David Brooks, technical director at Broadstone, told FTAdviser he was cold called by someone purporting to be from Quilter about a tax plan to help pay off a mortgage.
The scammer apparently said this plan was something that 60 per cent of people can do but only 2 per cent do because they do not want to read the tax authority’s guide.
Brooks said when he spoke to the fraudster he was well spoken, polite, friendly and was looking to set up another call.
Brooks was planning to go through with this call but the fraudster never sent through an invite.
He said: “[The fraudster] made it sound like he was already helping some of my colleagues. I wasn’t happy that he had my details and he confirmed he’d just taken them from our website.”

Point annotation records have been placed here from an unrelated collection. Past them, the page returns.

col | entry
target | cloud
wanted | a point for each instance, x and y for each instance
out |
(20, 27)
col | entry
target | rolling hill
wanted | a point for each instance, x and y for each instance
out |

Brooks then sent an email to the rest of his colleagues to make them aware of the scam and received about 20 responses from those that had been contacted.
Brooks said: “Some were too busy to speak to him, some sent him off with a flea in his ear, some didn’t answer as it was a withheld number and one already had a Quilter adviser and so [the fraudster] soon ran then.
“I suspect he’s worked out we’re probably not the easiest of targets and moved on.”
A spokesperson from Quilter said the firm had detected this impersonation attempt early, and that its financial crime team was working to investigate the incident.
They added: “Brand impersonation fraud is, unfortunately, an all-too-common occurrence in the financial services sector. While Quilter has experienced few cases over the past year, we do know that across the industry cases are on the rise.
“Our analysis of the FCA’s warning list found that impersonation scam warnings increased by 47 per cent between 2019 and 2020. Sadly, 2021 looks set to be another record-breaking year. More clone firm warnings have been issued in the first half of 2021 than at the same point in 2020.”
This year Quilter launched its own scam reporting tool which it urged consumers to use if they are unsure of an investment opportunity found online which claims to use any of the company's brands.
The spokesperson said: “This allows us to detect the attempts quickly and increases the chance we can prevent people from losing money.
“But we have also been working closely with industry colleagues to raise government awareness of this growing issue, and to campaign for scams to be included in the Online Safety bill."
Data published by Action Fraud in January showed in 2020 individuals reported average losses of £45,242 when investing with fraudsters imitating genuine investment firms.
The industry has come together on scams recently, with 17 groups, including adviser trade body Pimfa, calling for the Online Safety bill to include scam ads as a means of ensuring consumers are better protected against the financial and emotional harm caused by fraudsters.